Остается добавить, что позднее, с 1922 по 1925 г., в этом доме жил поэт, переводчик, стиховед, председатель Всероссийского союза поэтов (1925–1927) — Георгий Аркадьевич Шенгели (отсюда переедет в дом напротив, в дом № 15). Наконец, с 1945 по 1991 г. здесь, в коммунальной квартире, жила врач-бальнеолог, искусствовед Надежда Ивановна Катаева-Лыткина (урожд. Лыткина), спасшая этот дом от сноса в 1979 г. и при поддержке Д. С. Лихачева создавшая, открывшая здесь музей «Дом поэта Марины Цветаевой» (1992). Она и стала его первым директором.
52. Борисоглебский пер., 15, стр. 2 (с.), — Ж. — в 1900–1910-е гг. — камер-юнкер Василий Евгеньевич Пигарёв, его жена — Екатерина Ивановна Пигарёва (урожд. Тютчева, внучка поэта) и, с 1911 г., их сын — будущий литературовед, профессор, правнук и биограф поэта Ф. И. Тютчева — Кирилл Васильевич Пигарёв.
Здесь же, но с середины 1920-х гг., располагался Литературно-художественный институт. Ж. — с 1925 по 1938 г., в служебной квартире поэт, переводчик, критик, стиховед и мемуарист, председатель Всероссийского союза поэтов (1925–1927) — Георгий Аркадьевич Шенгели. Здесь у Шенгели бывали в разные годы Волошин, Мандельштам, Ахматова, Липкин, Даниил Андреев, Мария Петровых и др. А в 1929 г. в квартире Шенгели жили некоторое время студенты Литературных курсов при институте — поэт Арсений Александрович Тарковский и Мария Ивановна Вишнякова (ставшие здесь мужем и женой).
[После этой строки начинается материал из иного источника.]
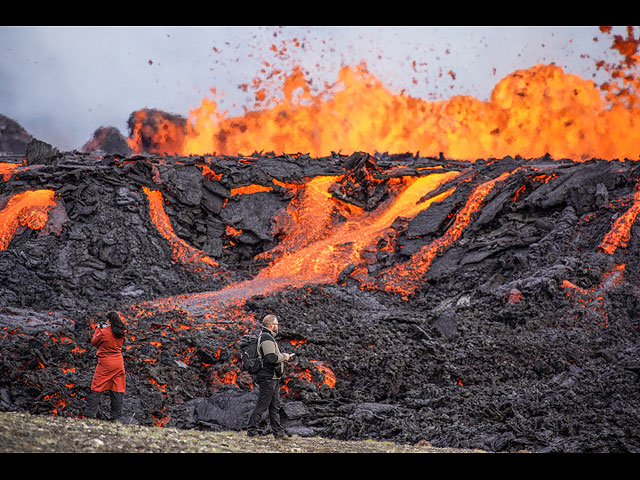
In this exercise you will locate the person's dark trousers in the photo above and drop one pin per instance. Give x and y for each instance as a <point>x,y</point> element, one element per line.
<point>268,399</point>
<point>93,402</point>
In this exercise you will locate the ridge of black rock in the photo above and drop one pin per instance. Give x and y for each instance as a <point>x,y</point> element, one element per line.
<point>522,335</point>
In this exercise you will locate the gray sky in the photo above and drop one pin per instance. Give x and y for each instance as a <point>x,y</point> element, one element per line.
<point>61,83</point>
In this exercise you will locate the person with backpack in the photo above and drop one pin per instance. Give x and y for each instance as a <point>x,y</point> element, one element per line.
<point>268,379</point>
<point>109,374</point>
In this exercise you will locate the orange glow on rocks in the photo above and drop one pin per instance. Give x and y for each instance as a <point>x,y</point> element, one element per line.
<point>182,252</point>
<point>530,113</point>
<point>620,233</point>
<point>27,209</point>
<point>405,278</point>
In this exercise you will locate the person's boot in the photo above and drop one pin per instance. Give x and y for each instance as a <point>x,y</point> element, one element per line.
<point>93,402</point>
<point>116,405</point>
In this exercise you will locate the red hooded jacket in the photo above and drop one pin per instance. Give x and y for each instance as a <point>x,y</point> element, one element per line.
<point>109,374</point>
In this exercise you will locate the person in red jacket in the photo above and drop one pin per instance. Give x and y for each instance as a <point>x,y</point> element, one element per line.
<point>109,374</point>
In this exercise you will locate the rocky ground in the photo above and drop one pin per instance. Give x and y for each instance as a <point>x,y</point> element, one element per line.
<point>520,334</point>
<point>25,433</point>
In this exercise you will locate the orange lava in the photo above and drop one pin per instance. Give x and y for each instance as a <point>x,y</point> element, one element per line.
<point>26,209</point>
<point>182,252</point>
<point>530,113</point>
<point>406,277</point>
<point>620,233</point>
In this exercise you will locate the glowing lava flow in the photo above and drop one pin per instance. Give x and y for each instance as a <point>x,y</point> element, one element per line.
<point>323,259</point>
<point>26,209</point>
<point>182,252</point>
<point>530,113</point>
<point>592,302</point>
<point>620,233</point>
<point>405,278</point>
Это один из первых московских адресов молодого Тарковского и — один из последних, увы, Александра Грина. Грин остановился здесь, у Шенгели, приехав в очередной раз из Крыма.
Это были дни, когда Грина уже отказывались печатать в советских изданиях. «Дайте на темы дня», — ругались журналы. А он на «темы дня» не мог, «только на темы души», напишет потом его третья жена Нина. Мариэтта Шагинян искренне убивалась в то время: несчастье и беда Грина, говорила, в том, что он пишет не о «подлинной романтике социализма», а о романтике сказки, да еще с «капиталистическим уклоном». Да, верно, о сказке, только «уклон» ее был общечеловеческим. «Я пишу о бурях, кораблях, любви, о судьбе, тайных путях души и смысле случая», — признается Грин другу. А Нине скажет: «Маленький это капитал на нынешнюю расценку — честность, но он мой… Я человек, никогда не лизавший пяток современности… но я цену себе знаю. Знаю, что мое настоящее будет всегда звучать в сердцах людей, смотрящих в глубь себя… Всякому ли выпадает такое великое счастье — всегда быть самим собой…»
Вообще, москвичей, если честно, презирал. Про Маяковского с его «бандой» скажет, что не верит в их искренность: «Все это — здоровые ребята, нажимающие звонок у ваших дверей и убегающие прочь, так как сказать им нечего…» А когда прочел в Крыму «Клима Самгина» Горького, то, несмотря на прежнее покровительство над ним «мэтра», книгу швырнул в печь: «Здесь талант и не ночевал…»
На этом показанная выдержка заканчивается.